Other Factors Effecting Spectral Reflectance of Vegetation

It is not just the relflectance of the plants themselves that controls the spectral radiation being emitted from a patch of ground, also having an effect:

  1. The reflectance of the soil beneath the plants
  2. Solar and sensor elevation
  3. Canopy geometry
  4. Phenology

References

Dawson, T.P., Curran, P.J. and Plummer, S.E. (1998), LIBERTY – Modelling the effects of leaf biochemistry on reflectance spectra, Remote Sensing of Environment, 65, 50-60.
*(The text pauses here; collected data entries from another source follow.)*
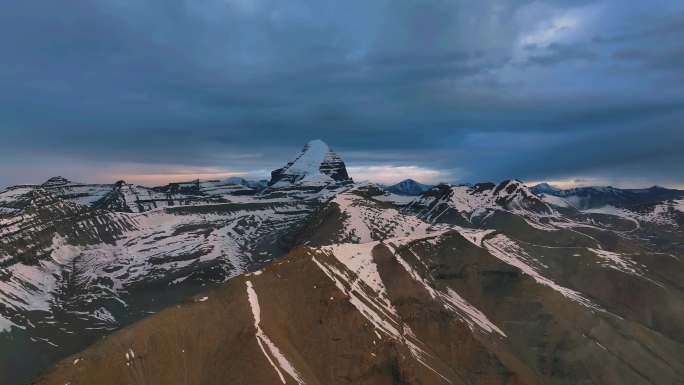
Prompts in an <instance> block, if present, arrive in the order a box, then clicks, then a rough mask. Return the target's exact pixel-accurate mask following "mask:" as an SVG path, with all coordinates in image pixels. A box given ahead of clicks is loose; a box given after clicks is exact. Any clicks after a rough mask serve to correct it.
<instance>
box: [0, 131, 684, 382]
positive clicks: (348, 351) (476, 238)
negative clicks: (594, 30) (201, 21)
mask: <svg viewBox="0 0 684 385" xmlns="http://www.w3.org/2000/svg"><path fill="white" fill-rule="evenodd" d="M316 146H317V145H316V144H314V145H312V146H309V149H307V151H305V152H308V151H313V153H317V154H319V155H320V154H321V153H322V154H323V155H322V157H321V156H318V155H317V156H315V157H314V156H311V155H310V154H309V155H306V156H301V155H300V156H299V157H297V160H295V161H293V162H290V164H289V165H290V168H289V169H288V170H289V171H288V173H287V175H290V176H292V175H300V176H301V175H304V177H303V178H301V179H296V178H295V179H293V180H295V182H294V183H292V182H291V181H290V180H287V181H281V182H282V183H281V182H276V185H278V184H280V185H279V186H276V185H274V186H271V187H269V188H267V189H266V190H264V191H260V192H257V191H255V190H257V188H256V187H255V186H251V185H250V183H248V182H247V181H241V180H236V179H230V180H216V181H199V180H195V181H189V182H185V183H173V184H169V185H167V186H162V187H158V188H146V187H141V186H135V185H130V184H127V183H125V182H119V183H116V184H106V185H89V184H82V183H75V182H70V181H67V180H64V178H55V179H54V180H52V181H50V182H49V183H44V184H42V185H32V186H16V187H12V188H9V189H7V190H5V191H2V192H0V330H3V331H4V332H1V331H0V373H3V376H0V384H2V385H5V384H7V385H10V384H11V385H15V384H23V383H28V382H29V381H30V380H31V379H32V378H34V376H35V375H36V374H37V373H38V371H41V370H42V369H44V368H47V367H49V366H51V365H53V364H54V363H55V362H57V361H58V360H59V359H62V358H64V357H65V356H67V355H68V354H72V353H75V352H78V351H81V350H82V349H84V348H86V347H87V345H88V344H90V343H91V342H95V341H98V340H100V339H101V338H102V337H103V336H104V335H107V334H109V333H112V332H114V334H111V336H109V337H107V338H106V339H105V341H104V342H102V343H98V344H97V345H95V346H93V347H92V348H89V349H87V350H86V351H84V352H82V353H78V354H76V355H75V356H73V357H70V358H68V359H66V360H65V361H62V362H61V363H60V364H59V365H58V366H57V367H56V368H55V369H53V370H52V371H50V372H49V373H48V374H47V375H46V376H44V377H43V378H42V379H41V380H40V383H49V384H52V383H56V384H64V383H67V382H69V383H71V384H79V383H87V384H89V385H97V384H110V383H175V382H176V379H178V378H183V379H184V381H186V382H189V383H200V384H212V383H216V384H231V383H236V384H238V383H239V384H245V383H258V384H269V383H274V384H276V383H277V384H282V383H283V382H285V383H298V382H303V383H307V384H338V383H339V384H345V383H350V384H359V383H360V384H366V383H367V384H384V383H386V384H397V383H399V384H431V383H435V384H438V383H455V384H461V383H468V384H535V383H536V384H585V383H586V384H590V383H600V384H641V383H644V384H645V383H651V384H672V383H677V381H678V379H680V378H683V376H682V368H681V366H682V365H681V363H682V362H684V354H683V352H682V346H683V344H684V328H683V327H682V325H684V295H682V293H681V284H680V282H682V280H684V262H683V261H684V243H683V242H682V241H683V240H684V234H683V233H682V227H681V226H682V223H684V222H682V218H683V216H682V215H683V213H682V212H683V211H684V204H683V203H682V200H681V199H669V200H667V201H658V202H650V203H648V204H640V205H638V206H633V207H632V206H629V207H619V208H618V207H612V208H599V209H596V208H594V209H580V208H577V207H574V206H572V205H569V204H567V202H566V201H564V200H562V199H560V197H556V196H553V197H551V196H547V195H544V194H536V193H535V192H534V191H532V190H530V189H528V188H527V187H526V186H525V185H524V184H522V183H521V182H520V181H515V180H511V181H504V182H501V183H480V184H476V185H461V186H451V185H446V184H441V185H437V186H434V187H433V188H431V189H430V190H427V191H426V192H424V193H423V194H421V195H420V196H418V197H416V198H415V199H413V198H409V200H405V199H403V198H405V197H400V196H399V198H402V199H398V198H397V197H398V196H397V195H396V194H390V193H388V192H386V191H385V190H384V189H382V188H381V187H380V186H377V185H373V184H368V183H352V182H351V181H350V180H347V179H345V178H344V177H340V178H341V179H340V180H337V179H334V177H333V176H334V175H337V174H335V172H333V169H336V170H338V171H339V170H341V169H344V166H343V164H342V166H339V165H337V166H335V167H332V166H331V167H330V168H324V169H323V170H321V165H322V164H323V163H325V162H323V163H317V160H316V159H324V160H325V159H327V157H328V155H326V154H329V152H328V150H325V149H324V150H323V151H319V150H320V148H319V150H316V149H315V148H314V147H316ZM326 147H327V146H326ZM321 148H322V147H321ZM307 159H314V160H313V161H309V160H307ZM306 164H309V165H313V166H312V167H313V170H314V171H313V172H308V173H307V172H303V173H300V172H299V171H306V170H311V168H307V167H305V166H303V165H306ZM330 164H331V165H333V164H335V162H330ZM316 167H318V168H317V169H316ZM316 170H317V171H316ZM295 171H297V172H295ZM283 173H285V171H283ZM345 174H346V170H345ZM331 175H333V176H331ZM312 176H313V178H312ZM335 178H336V177H335ZM547 190H548V189H547ZM556 198H558V199H556ZM411 199H412V200H411ZM302 245H306V247H304V246H302ZM286 254H287V256H285V255H286ZM283 256H285V257H284V258H283V259H281V258H282V257H283ZM276 258H277V260H276V261H275V262H274V263H273V264H272V265H267V264H268V263H270V262H271V261H272V260H274V259H276ZM266 265H267V266H269V267H267V268H266V269H265V270H263V272H260V273H255V274H252V275H240V274H243V273H249V272H250V271H254V270H255V269H261V268H263V267H264V266H266ZM248 281H249V285H248V283H247V282H248ZM211 287H213V288H215V289H213V291H212V290H210V291H207V289H209V288H211ZM187 298H194V299H193V300H190V301H189V302H188V301H186V302H183V300H184V299H187ZM179 302H181V304H180V307H177V306H176V305H177V304H178V303H179ZM257 305H258V306H257ZM167 307H168V309H166V310H162V309H164V308H167ZM257 309H258V311H257ZM153 313H158V314H154V315H153ZM143 316H144V317H146V318H145V319H143V320H142V321H140V322H136V323H134V324H133V325H131V326H130V327H126V328H124V329H122V330H119V331H118V332H117V331H116V329H120V328H122V327H123V326H125V325H128V324H130V323H132V322H134V321H136V320H139V319H140V318H142V317H143ZM129 350H130V351H129ZM189 353H191V354H189ZM281 376H282V379H283V380H281Z"/></svg>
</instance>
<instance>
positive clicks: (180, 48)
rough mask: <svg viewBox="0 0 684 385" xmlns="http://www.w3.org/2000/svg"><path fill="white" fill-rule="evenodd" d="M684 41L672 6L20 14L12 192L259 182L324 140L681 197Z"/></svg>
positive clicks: (492, 1) (350, 148) (366, 0)
mask: <svg viewBox="0 0 684 385" xmlns="http://www.w3.org/2000/svg"><path fill="white" fill-rule="evenodd" d="M683 31H684V9H683V7H682V6H681V5H680V4H678V2H676V1H663V2H657V4H656V3H650V2H649V4H633V2H626V1H623V2H618V1H608V2H605V1H604V2H593V1H569V0H568V1H560V0H559V1H545V2H544V1H542V2H539V1H522V0H521V1H497V0H486V1H479V2H472V1H447V0H430V1H412V0H397V1H390V0H385V1H381V0H378V1H367V0H366V1H360V0H359V1H357V0H350V1H345V2H339V1H321V0H316V1H312V0H308V1H307V0H296V1H287V2H284V1H274V0H232V1H231V0H194V1H191V0H163V1H162V0H150V1H144V2H139V1H104V0H89V1H85V0H82V1H77V0H73V1H66V2H45V1H38V0H26V1H21V2H20V1H14V2H11V3H10V4H6V5H5V6H3V10H2V12H0V132H1V138H2V140H1V141H0V165H1V166H0V184H8V183H12V182H23V181H32V180H33V181H35V180H37V179H40V178H43V177H46V176H48V175H49V174H48V173H54V172H55V169H57V168H59V167H63V168H65V169H66V170H65V171H63V173H65V174H69V173H70V172H71V173H72V174H75V176H78V177H82V178H84V179H89V178H90V179H93V178H96V176H97V175H98V170H102V169H109V168H111V167H114V165H117V164H136V165H137V166H136V167H142V166H139V165H140V164H143V165H146V166H144V167H145V168H147V167H152V168H154V167H155V166H154V165H157V168H158V169H159V170H162V171H163V170H164V169H165V168H169V167H171V168H173V167H180V166H182V167H187V168H193V167H194V168H212V167H213V168H221V169H226V170H234V171H245V172H253V171H254V170H258V171H259V172H262V171H263V170H268V169H269V168H274V167H277V166H278V165H279V164H280V163H281V162H282V161H283V160H284V158H287V157H289V156H290V154H291V152H292V151H296V150H297V149H298V148H299V147H300V146H301V144H302V143H304V142H305V141H307V140H308V139H311V138H319V137H320V138H323V139H325V140H326V141H328V142H329V143H330V144H332V145H333V147H335V148H336V149H337V150H338V151H340V152H342V153H343V155H344V154H348V156H346V158H348V159H347V160H348V162H347V163H351V164H354V165H357V166H371V165H390V166H391V165H394V166H418V167H422V168H425V169H432V170H440V172H441V173H442V174H441V177H443V178H453V179H456V178H459V179H469V180H482V179H502V178H507V177H519V178H527V179H546V178H562V177H572V176H583V175H589V176H598V177H601V176H605V177H610V178H612V177H614V176H616V175H622V174H624V175H625V176H627V177H634V178H642V179H643V178H646V177H648V176H649V175H653V178H654V179H653V182H654V183H655V182H658V183H660V182H661V181H662V182H664V183H671V184H681V183H684V181H683V180H682V177H681V175H680V174H681V171H680V170H679V168H680V167H678V166H679V165H681V164H684V163H683V162H682V161H683V160H684V159H682V155H681V153H682V151H678V149H679V148H682V146H684V136H683V135H682V134H681V133H682V131H683V128H682V122H683V121H684V120H683V118H684V116H683V114H682V111H683V107H684V91H683V90H682V88H681V86H677V84H681V83H677V80H679V81H681V80H684V79H682V71H681V68H682V65H684V55H683V53H684V46H682V43H681V36H682V32H683ZM677 37H680V38H679V39H677ZM84 162H89V163H88V164H91V165H92V167H89V168H83V169H80V168H79V167H80V166H79V165H83V164H84ZM48 164H49V167H47V166H46V165H48ZM654 167H655V168H657V169H658V173H656V174H657V175H656V174H652V173H649V171H648V170H649V169H650V168H654ZM77 169H78V170H80V171H78V170H77ZM409 170H410V169H409ZM122 172H123V171H122ZM46 174H47V175H46ZM18 179H21V180H18ZM646 179H648V178H646Z"/></svg>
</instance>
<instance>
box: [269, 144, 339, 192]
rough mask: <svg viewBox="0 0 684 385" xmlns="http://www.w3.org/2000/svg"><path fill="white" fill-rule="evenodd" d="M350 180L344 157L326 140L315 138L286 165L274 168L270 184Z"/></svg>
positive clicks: (318, 182)
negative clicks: (274, 169)
mask: <svg viewBox="0 0 684 385" xmlns="http://www.w3.org/2000/svg"><path fill="white" fill-rule="evenodd" d="M348 180H351V178H349V174H348V173H347V168H346V166H345V164H344V162H343V161H342V159H341V158H340V157H339V156H338V155H337V154H336V153H335V152H333V150H332V149H331V148H330V146H328V144H326V143H325V142H324V141H322V140H320V139H315V140H311V141H309V142H308V143H307V144H305V145H304V148H302V151H300V152H299V154H298V155H297V156H296V157H295V158H294V160H292V161H290V162H288V163H287V164H286V165H285V167H282V168H279V169H277V170H274V171H273V172H272V173H271V181H270V183H269V185H271V186H273V185H275V184H278V183H279V184H292V183H298V182H307V181H309V182H315V183H328V182H335V181H338V182H339V181H348Z"/></svg>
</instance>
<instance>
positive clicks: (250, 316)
mask: <svg viewBox="0 0 684 385" xmlns="http://www.w3.org/2000/svg"><path fill="white" fill-rule="evenodd" d="M499 243H500V240H498V239H497V236H496V235H495V234H492V233H487V234H483V233H482V232H473V231H464V232H463V233H461V232H459V231H454V230H434V231H431V232H428V233H426V234H424V236H422V237H419V238H415V237H404V238H394V239H391V240H386V241H384V242H379V241H375V242H369V243H366V244H338V245H334V246H323V247H317V248H309V247H299V248H295V249H294V250H293V251H292V252H290V254H289V255H288V256H287V257H285V258H284V259H281V260H280V261H278V262H274V263H273V264H272V265H270V266H268V267H266V268H265V269H264V270H261V271H258V272H255V273H253V274H247V275H244V276H241V277H238V278H236V279H233V280H231V281H229V282H228V283H227V284H226V285H224V286H223V287H221V288H218V289H216V290H213V291H209V292H206V293H203V294H200V295H198V296H196V297H194V298H193V299H192V300H191V301H188V302H186V303H183V304H180V305H179V306H176V307H173V308H170V309H168V310H165V311H163V312H161V313H159V314H157V315H154V316H151V317H149V318H148V319H146V320H144V321H142V322H140V323H138V324H136V325H135V326H133V327H131V328H128V329H125V330H122V331H120V332H117V333H115V334H113V335H112V336H110V337H107V338H106V339H105V340H103V341H102V342H101V343H99V344H97V345H96V346H93V347H92V348H90V349H88V350H86V351H84V352H82V353H79V354H77V355H74V356H72V357H70V358H68V359H66V360H64V361H63V362H62V363H60V364H59V365H58V366H57V367H55V368H54V369H53V370H51V371H50V372H48V373H47V374H46V375H45V376H43V377H42V378H40V379H39V380H38V381H37V382H36V383H37V384H45V385H48V384H49V385H52V384H55V385H57V384H60V385H61V384H64V383H70V384H73V385H77V384H89V385H90V384H105V383H127V381H131V379H132V378H135V381H139V382H142V383H173V381H175V379H177V378H184V379H186V381H188V382H189V383H201V384H244V383H254V384H282V383H287V384H297V383H299V384H369V385H370V384H591V383H601V384H673V383H677V381H679V380H680V379H681V376H682V374H683V373H684V363H683V362H682V361H681V360H680V359H679V358H681V357H682V354H684V349H683V348H682V345H681V344H679V343H677V342H675V341H673V340H671V339H669V338H667V337H665V336H663V335H662V334H660V333H656V332H653V331H652V330H650V329H649V328H648V327H646V326H644V325H643V324H640V323H637V322H633V321H632V320H630V319H628V318H623V317H618V316H617V315H616V314H613V313H612V312H611V311H609V310H607V309H605V308H603V307H601V306H600V305H598V304H596V303H593V302H592V301H589V300H586V299H585V298H583V297H582V296H581V295H579V294H578V293H576V292H574V291H573V290H572V289H569V288H566V287H563V286H561V285H559V284H557V283H554V282H551V281H550V280H544V279H540V277H539V276H535V275H534V274H531V273H530V272H529V271H526V269H525V268H521V267H516V266H515V265H511V264H510V263H509V262H506V261H505V259H502V257H501V255H498V253H500V252H501V245H500V244H499ZM680 310H681V309H680ZM133 376H134V377H133Z"/></svg>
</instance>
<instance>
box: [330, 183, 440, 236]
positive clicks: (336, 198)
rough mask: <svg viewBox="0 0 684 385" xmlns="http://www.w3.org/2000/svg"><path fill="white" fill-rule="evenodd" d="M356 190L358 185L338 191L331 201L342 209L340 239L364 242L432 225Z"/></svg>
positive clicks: (423, 229) (414, 234)
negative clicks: (341, 224) (372, 198)
mask: <svg viewBox="0 0 684 385" xmlns="http://www.w3.org/2000/svg"><path fill="white" fill-rule="evenodd" d="M358 193H359V190H358V189H352V190H348V191H346V192H344V193H341V194H338V195H337V196H336V197H335V198H334V199H333V201H332V202H333V203H335V204H337V205H338V206H339V208H340V211H341V212H342V217H343V221H344V229H343V235H342V239H351V240H352V241H353V242H355V243H367V242H370V241H373V240H381V239H386V238H397V237H406V236H409V235H425V234H427V233H428V232H429V230H430V229H431V228H432V226H431V225H430V224H428V223H426V222H424V221H422V220H420V219H418V218H416V217H414V216H411V215H406V214H403V213H401V212H400V211H399V210H397V209H395V208H392V207H387V206H386V205H385V206H384V207H383V205H382V203H380V202H378V201H375V200H374V199H367V198H365V197H363V196H361V195H358Z"/></svg>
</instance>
Jago, R.M., M. E. J. Cutler and P. J. Curran (1999)
Estimating canopy chlorophyll concentration from field andĀ airborne spectra. Remote Sensing of Environment 68 p217-224

USTIN, S. L., SMITH, M. O., JACQUEMOUD, S., VERSTRAETE, M. and GOVAERTS, Y., 1999, Geobotany: Vegetation mapping for Earth science. In Remote Sensing for the Earth Science: Manual of Remote Sensing, edited by A. N. Rencz, pp. 189-247 (New York: John Wiley &sons, Inc.)